Outstations, well-being and cultural survival

Patricia Karvelas and Natasha Robinson | December 13, 2008
Article from: The Australian

War erupts over Dodson’s ‘grenade’

INDIGENOUS leader Warren Mundine has accused father of reconciliation Patrick Dodson of using a review of Aboriginal outstations to “throw a grenade” in a bid to spark a political war between adherents of self-determination and backers of economic self-reliance.

The former Labor national president’s response to Mr Dodson’s attack came as a former World Bank economist called for an end to the system of funding Northern Territory outstations, saying it benefited whites at the expense of dirt-poor Aborigines.

Helen Hughes said the outstations should be entitled to the same funding rules as any other remote community, but the money was being spent on white managers living in large communities rather than on the Aborigines living in the remote homelands. “Aboriginal people are being totally ripped off,” Professor Hughes said.

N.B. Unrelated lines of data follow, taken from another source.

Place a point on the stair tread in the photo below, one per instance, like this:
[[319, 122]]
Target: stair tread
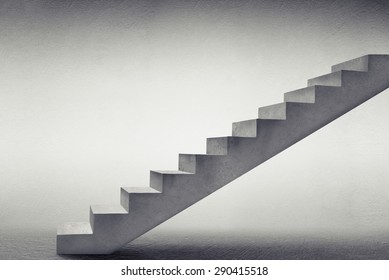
[[170, 172], [73, 228], [108, 209], [140, 190]]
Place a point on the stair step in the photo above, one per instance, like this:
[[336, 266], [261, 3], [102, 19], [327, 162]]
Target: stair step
[[304, 95], [357, 64], [157, 177], [273, 112], [101, 213], [108, 209], [187, 163], [332, 79], [220, 146], [245, 128], [130, 192], [75, 228], [140, 190], [309, 94], [336, 79], [193, 162]]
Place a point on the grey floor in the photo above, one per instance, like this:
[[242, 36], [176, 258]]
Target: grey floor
[[185, 245]]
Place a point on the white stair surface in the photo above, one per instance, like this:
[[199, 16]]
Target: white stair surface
[[252, 142]]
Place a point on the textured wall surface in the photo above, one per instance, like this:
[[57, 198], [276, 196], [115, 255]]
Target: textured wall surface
[[94, 94]]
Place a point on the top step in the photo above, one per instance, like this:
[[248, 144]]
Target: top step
[[364, 63], [356, 64]]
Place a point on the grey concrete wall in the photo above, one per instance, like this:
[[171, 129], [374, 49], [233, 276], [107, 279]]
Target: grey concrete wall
[[95, 94]]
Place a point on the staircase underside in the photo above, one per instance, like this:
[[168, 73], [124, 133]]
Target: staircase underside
[[252, 142]]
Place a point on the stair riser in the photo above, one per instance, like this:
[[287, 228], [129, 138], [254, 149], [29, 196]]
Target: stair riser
[[273, 112], [245, 128], [187, 163], [338, 79], [358, 64], [217, 146]]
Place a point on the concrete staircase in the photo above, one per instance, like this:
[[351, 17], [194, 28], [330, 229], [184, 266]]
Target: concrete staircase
[[252, 142]]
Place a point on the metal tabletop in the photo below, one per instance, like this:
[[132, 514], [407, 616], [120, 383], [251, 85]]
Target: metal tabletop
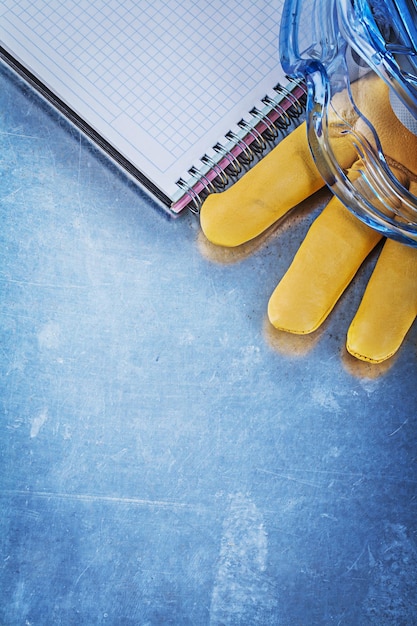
[[166, 456]]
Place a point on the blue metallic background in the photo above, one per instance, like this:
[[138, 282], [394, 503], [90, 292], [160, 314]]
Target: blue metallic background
[[166, 456]]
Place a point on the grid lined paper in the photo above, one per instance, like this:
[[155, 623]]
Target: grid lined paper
[[163, 74]]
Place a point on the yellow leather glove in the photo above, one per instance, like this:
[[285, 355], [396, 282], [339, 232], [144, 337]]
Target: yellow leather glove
[[337, 242]]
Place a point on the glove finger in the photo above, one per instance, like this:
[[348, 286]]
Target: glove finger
[[388, 307], [334, 248], [280, 181]]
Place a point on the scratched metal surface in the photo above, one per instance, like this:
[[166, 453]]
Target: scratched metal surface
[[165, 457]]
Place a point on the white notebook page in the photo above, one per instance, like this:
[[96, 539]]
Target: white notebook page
[[162, 81]]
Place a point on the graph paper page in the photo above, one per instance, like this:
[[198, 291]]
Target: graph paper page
[[161, 81]]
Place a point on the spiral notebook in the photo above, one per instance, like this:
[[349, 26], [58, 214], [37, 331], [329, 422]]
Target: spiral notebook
[[183, 94]]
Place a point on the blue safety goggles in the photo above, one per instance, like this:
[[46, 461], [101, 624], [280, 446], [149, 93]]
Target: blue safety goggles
[[336, 46]]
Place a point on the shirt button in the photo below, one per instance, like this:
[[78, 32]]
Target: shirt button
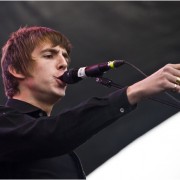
[[122, 110]]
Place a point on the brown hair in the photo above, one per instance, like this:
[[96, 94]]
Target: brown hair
[[17, 52]]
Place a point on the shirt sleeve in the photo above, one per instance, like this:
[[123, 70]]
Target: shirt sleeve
[[25, 138]]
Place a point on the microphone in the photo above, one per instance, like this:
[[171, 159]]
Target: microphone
[[74, 75]]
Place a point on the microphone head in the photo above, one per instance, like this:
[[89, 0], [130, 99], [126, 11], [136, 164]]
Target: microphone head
[[70, 76]]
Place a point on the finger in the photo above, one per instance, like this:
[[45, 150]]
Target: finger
[[175, 87]]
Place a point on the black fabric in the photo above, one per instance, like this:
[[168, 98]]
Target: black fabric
[[34, 146]]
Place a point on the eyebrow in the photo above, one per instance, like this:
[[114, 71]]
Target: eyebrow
[[55, 51]]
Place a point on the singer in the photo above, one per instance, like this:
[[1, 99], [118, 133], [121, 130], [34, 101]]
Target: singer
[[36, 145]]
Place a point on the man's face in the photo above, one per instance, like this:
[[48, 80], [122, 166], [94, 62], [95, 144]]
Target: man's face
[[50, 63]]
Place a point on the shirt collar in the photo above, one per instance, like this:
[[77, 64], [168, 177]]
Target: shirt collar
[[25, 108]]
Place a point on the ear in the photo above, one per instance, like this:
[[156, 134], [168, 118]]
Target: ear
[[14, 72]]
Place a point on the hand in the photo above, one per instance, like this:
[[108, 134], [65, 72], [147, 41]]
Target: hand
[[166, 78]]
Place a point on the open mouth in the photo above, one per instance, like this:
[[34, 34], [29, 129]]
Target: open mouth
[[61, 83]]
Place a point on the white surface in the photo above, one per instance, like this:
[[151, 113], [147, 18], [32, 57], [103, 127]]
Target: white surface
[[153, 156]]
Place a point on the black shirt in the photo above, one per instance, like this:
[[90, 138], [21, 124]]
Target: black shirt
[[34, 146]]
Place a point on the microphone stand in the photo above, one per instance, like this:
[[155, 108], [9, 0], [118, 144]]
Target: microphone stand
[[109, 83]]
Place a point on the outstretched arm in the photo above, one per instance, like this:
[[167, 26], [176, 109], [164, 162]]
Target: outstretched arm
[[166, 78]]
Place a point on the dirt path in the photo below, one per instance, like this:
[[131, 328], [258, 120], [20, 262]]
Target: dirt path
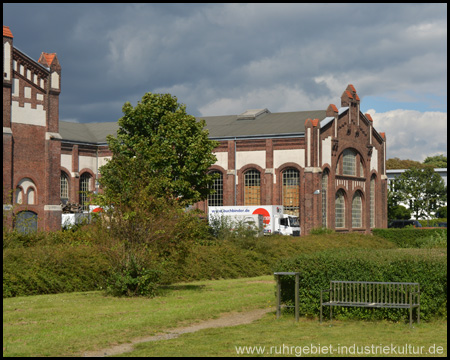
[[229, 319]]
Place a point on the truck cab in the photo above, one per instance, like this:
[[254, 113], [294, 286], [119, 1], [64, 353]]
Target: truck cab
[[287, 225]]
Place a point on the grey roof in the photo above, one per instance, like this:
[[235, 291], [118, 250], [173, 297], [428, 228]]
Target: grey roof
[[87, 133], [220, 127]]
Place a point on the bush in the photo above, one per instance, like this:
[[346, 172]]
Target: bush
[[52, 269], [411, 237], [133, 279], [426, 267]]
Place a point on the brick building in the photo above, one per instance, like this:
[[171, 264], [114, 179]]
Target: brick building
[[31, 146], [326, 166]]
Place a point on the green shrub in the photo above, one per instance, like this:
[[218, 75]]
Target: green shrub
[[52, 269], [424, 266], [133, 279], [410, 237]]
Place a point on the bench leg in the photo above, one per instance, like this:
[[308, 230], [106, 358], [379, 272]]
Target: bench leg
[[410, 316], [278, 296], [297, 280]]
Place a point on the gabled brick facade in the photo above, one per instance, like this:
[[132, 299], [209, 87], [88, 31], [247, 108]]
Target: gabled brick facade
[[329, 170], [31, 140]]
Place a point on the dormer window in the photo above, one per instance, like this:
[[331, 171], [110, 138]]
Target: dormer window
[[349, 162]]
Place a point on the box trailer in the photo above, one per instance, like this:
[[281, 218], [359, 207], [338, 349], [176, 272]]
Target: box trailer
[[274, 219]]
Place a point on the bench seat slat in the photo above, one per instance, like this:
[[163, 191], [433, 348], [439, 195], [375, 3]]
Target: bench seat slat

“They’re hiring white staff who have comfortable offices and comfortable houses, and the bulk of the funding that is going to the outstations is being spent on the staff.” Mr Dodson yesterday wound up two weeks of consultations in remote communities over the future of the outstations. The review comes a year after the Northern Territory Government took responsibility for more than 500 outstations from Canberra.

Echoing the inflammatory comments of Howard government indigenous affairs minister Amanda Vanstone, who likened the outstations to “cultural museums”, Coalition indigenous affairs spokesman Tony Abbott said yesterday governments should not subsidise communities that had no future.

“I’m all in favour of people building for themselves a bush retreat, if that’s what they want, but I’m far from convinced that the federal, state or territory governments should subsidise people to build bush retreats,” Mr Abbott said.

Mr Dodson attacked Mr Mundine, Cape York leader Noel Pearson and Aboriginal academic Marcia Langton, telling an outstation meeting on Thursday the trio “don’t recognise you and don’t recognise your culture”.

Mr Dodson – the recipient of the Sydney Peace Prize – accused the three of trying to shut down the outstations.
“I find it quite bizarre that a man of peace has really thrown a grenade between indigenous people to start a war, for what purpose I don’t know,” Mr Mundine told The Weekend Australian yesterday.

Though the Rudd Government has been quiet on the issue, it has been pushing the Territory for months to bite the bullet on the outstations, demanding the Territory Government form a policy with clear rules about what services would be provided at which outstations.

Indigenous Affairs Minister Jenny Macklin is being advised by bureaucrats whose thinking is aligned with that of their former senior colleagues who worked as bureaucrats advising the Howard government, Peter Shergold and Wayne Gibbons.